The platform handles client contacts, project schedules, task lists, time tracking, invoicing, and design asset storage. It also includes an integrated product marketplace where designers can browse and curate furniture and decor selections, share those selections with clients for approval, and forward confirmed orders directly to suppliers.
The approval cycle is one of the more painful parts of a designer's job – getting sign-off on concepts and then on individual items involves long email threads and files scattered across Dropbox. Programa replaces this with shareable project pages that clients can access directly: everything they need to review is in one place, with product specs and visuals clearly laid out.
The result is that Programa functions not just as a project management tool but as a client-facing interface – part CRM, part project portal, part mini-website. The platform is priced at $39 per designer per month.
Programa claims thousands of interior design studios among its users. In its current round, the company raised AUD $7.5M (approximately $4.9M USD), bringing total funding to $6.2M across two rounds.
Two other startups targeting this space offer useful context. Stylib ([related review](/review/odna-malenkaja-detal-na-1-2-trilliona-dollarov)) built a marketplace for architects and interior designers focused on sourcing materials, with a visual search feature that lets designers find products by uploading a reference image. Alcove ([covered previously](/review/poltora-cheloveka-na-7-rynka)) tackled a more specific problem: streamlining procurement and delivery management for designers, which matters more than it might seem – designers in the US are involved in roughly 6% of furniture and bedroom sales, a segment worth $6–7 billion annually.
Why are so many startups converging on this particular vertical? The numbers make it legible. There are more than 148,000 interior design firms in the US as of 2023, up from 138,000 the previous year – 10,000 new firms in a single year on a base of nearly 150,000 is strong growth. Globally, the market is projected to reach $79.6 billion by 2030, with the US share hitting $12.3 billion over the same period.
That's a large and fragmented market of small businesses generating real revenue – exactly the profile where vertical SaaS tends to work. Designers have money. They just need tools that save them time proportionate to what those tools cost.
The pattern Programa represents applies well beyond interior design. There's a recurring opportunity structure: a large, fragmented market of small professional service firms, each using a collection of generic tools (spreadsheets, cloud storage, project trackers, invoicing apps) that were never designed to work together. The cost of this fragmentation is real – time wasted on context-switching, errors from manual syncing, and clients frustrated by disorganized communication.

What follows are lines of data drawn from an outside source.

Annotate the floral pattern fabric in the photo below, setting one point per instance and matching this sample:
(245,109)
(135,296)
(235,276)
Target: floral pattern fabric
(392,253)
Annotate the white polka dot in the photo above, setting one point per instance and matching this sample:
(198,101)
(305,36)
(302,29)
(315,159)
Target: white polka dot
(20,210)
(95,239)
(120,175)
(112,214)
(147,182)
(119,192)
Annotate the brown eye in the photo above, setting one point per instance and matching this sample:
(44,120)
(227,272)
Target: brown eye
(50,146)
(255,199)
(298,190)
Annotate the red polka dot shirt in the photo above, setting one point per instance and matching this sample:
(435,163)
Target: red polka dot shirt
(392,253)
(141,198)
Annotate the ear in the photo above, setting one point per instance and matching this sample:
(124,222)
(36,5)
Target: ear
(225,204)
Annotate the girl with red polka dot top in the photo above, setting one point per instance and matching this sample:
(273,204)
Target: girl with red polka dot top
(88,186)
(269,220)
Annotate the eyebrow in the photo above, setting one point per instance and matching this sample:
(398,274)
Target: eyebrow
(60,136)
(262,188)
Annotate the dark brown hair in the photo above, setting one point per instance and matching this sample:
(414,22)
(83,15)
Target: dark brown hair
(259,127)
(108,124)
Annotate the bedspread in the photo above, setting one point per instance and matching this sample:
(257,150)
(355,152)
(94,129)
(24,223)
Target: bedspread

Building a unified platform for such a market is not technically novel, but it doesn't need to be. The value is in specificity: a platform built for interior designers, not for generic project management, can wire together the exact workflows that matter – the approval cycle, the product sourcing, the vendor coordination – in a way that a general tool never will.
The formula is straightforward: identify a professional vertical where small businesses outnumber large ones, where work is project-based and approval-heavy, and where the current toolstack is obviously stitched together from generic software. Programa, Stylib, and Alcove each found a slightly different entry point into interior design. The same exercise is worth running in adjacent verticals – event planning, architecture, landscape design, wedding services – where the structural conditions are similar and the software options are equally underdeveloped.